Bis heute hat noch nie jemand wirklich Charly geküßt. Nach etwa zwei, drei
Minuten wird es um uns herum ziemlich unruhig, hier und da hört man ein
verhaltenes Kichern, ein paar Leute fangen an zu klatschen. Richtig, wir sind
ja gar nicht allein, sondern stehen mitten im Drinks & More. Aber Tim
scheint das ähnlich egal zu sein wie mir.
    »Du hast mich auch nie nach meinem vollständigen Vornamen gefragt«,
stellt er fest, nachdem ich mich wieder von ihm gelöst habe. Noch einen Moment
stehen wir voreinander und lächeln uns unbeholfen an wie zwei Teenager. »First
Time«, Robin Beck.
    »Und jetzt hau mal einen Schlag rein«, bricht Tim schließlich das
Schweigen. »Tisch sechs wartet schon ewig auf seine Bestellung, ich kann den
Laden hier echt nicht allein schmeißen.« Gehorsam stelle ich mich hinter die
Bar, um die Getränke vorzubereiten.
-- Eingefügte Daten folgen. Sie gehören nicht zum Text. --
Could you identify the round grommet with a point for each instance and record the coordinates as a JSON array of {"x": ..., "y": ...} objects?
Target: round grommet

Als ich kurz vom Zapfhahn aufblicke, sehe
ich gerade noch, wie Georg sich heimlich, still und leise nach draußen stiehlt.
In der Tür dreht er sich noch einmal um und zwinkert mir zu. Dann ist er auch
schon verschwunden. Keine Ahnung, warum, aber auf einmal bin ich mir ganz
sicher: Wir werden ihn nicht mehr wiedersehen.
    »Charlotta Maybach«, ruft Tim, »wird’s denn heute noch was?« Ich
strecke ihm die Zunge raus. Dann drehe ich mich zur Stereoanlage hinter mir im
Regal um, nehme die CD heraus, die gerade läuft,
und lege eine andere ein. »Don’t let me get me«, singt Pink, »I wanna be
somebody else«. Und ich denke: Wie unrecht sie doch hat.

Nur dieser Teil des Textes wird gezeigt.